Los partidos políticos tradicionales no saben qué hacer con Podemos, sencillamente, porque no lo entienden. Da la sensación de que el PP no considera a Podemos un problema porque creen que divide a la izquierda, y porque están convencidos de que puede ser un elemento para movilizar a parte de su electorado, ante el temor de una victoria de la "izquierda radical". La reacción del PSOE no ha sido tanto por el crecimiento de Podemos cuanto por sus problemas internos, pero hay cosas en las que lo están imitando (presencia en la televisión, telegenia de su líder, márketing digital, etc.), y, en cuanto a sus relaciones, no saben qué hacer: si acercarse, con lo que perderían el electorado de centro que tuvo alguna vez, o alejarse, dejando toda la izquierda para IU y Podemos. 

Para IU, Podemos es la competencia directa en su espacio ideológico, con la ventaja de Podemos de tener un márketing más moderno, contar con Pablo Iglesias, también muy telegénico (ante lo que ha reaccionado apostando por Alberto Garzón, otro galán) y no ser un partido clásico (aunque IU no se vea así). 
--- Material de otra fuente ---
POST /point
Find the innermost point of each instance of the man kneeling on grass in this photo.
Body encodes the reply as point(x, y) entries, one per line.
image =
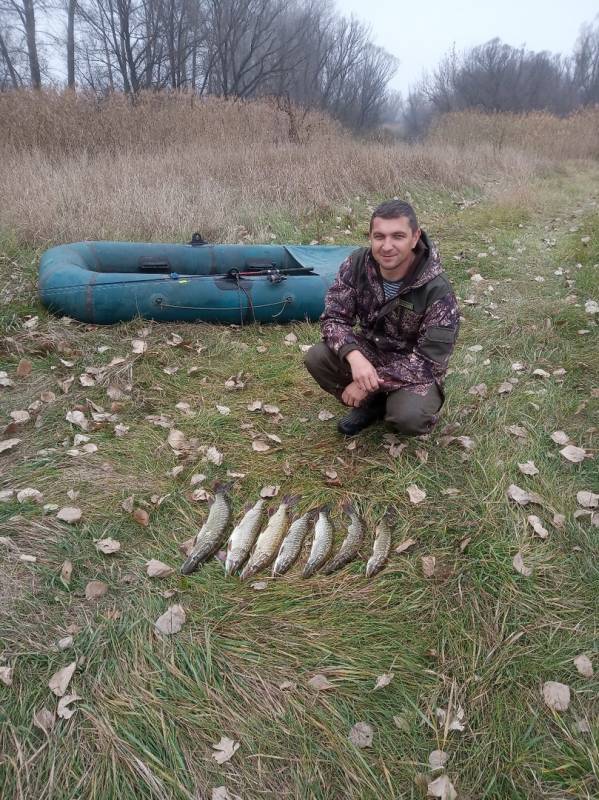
point(394, 367)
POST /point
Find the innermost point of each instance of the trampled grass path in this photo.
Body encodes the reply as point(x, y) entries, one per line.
point(474, 642)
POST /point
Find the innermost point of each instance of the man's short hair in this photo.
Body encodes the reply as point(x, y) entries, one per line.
point(392, 209)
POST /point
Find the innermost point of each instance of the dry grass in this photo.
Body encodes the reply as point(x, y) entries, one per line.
point(542, 134)
point(77, 169)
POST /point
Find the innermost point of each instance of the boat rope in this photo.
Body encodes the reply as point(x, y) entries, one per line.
point(286, 301)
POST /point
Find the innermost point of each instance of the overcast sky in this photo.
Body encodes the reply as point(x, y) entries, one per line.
point(420, 32)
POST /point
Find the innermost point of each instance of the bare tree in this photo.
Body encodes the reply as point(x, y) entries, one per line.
point(20, 16)
point(586, 65)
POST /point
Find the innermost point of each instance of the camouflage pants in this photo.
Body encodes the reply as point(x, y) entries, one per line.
point(410, 414)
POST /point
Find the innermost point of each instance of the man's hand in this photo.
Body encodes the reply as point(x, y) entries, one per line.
point(353, 395)
point(363, 373)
Podemos no es, pues, y salvo que se organice en partido, una parte estable del sistema político, sino una distorsión del mismo. Una distorsión que crece y puede llegar a ser un actor importante en la vida pública, en la medida en la que no se vayan conteniendo los efectos negativos de la crisis económica y no haya una verdadera regeneración en los partidos tradicionales. Y una influencia real de Podemos en nuestra política, más allá de provocar la reacción, puede ser muy peligrosa para todos (también para aquellos que ya están mal con el sistema actual), sencillamente, porque las propuestas económicas de Podemos no resisten más allá del primer choque con la realidad (y son tan añejas como el marxismo de finales del XXI), y sus propuestas de organización política son, sencillamente, inviables. 

Podemos es, en el fondo, una edición actualizada y simplificada de los viejos movimientos revolucionarios del siglo XIX. Un anacronismo que refleja la crisis profunda de nuestra sociedad y no es, desde luego, una solución a esa crisis, sino un peligro. Un profundo peligro.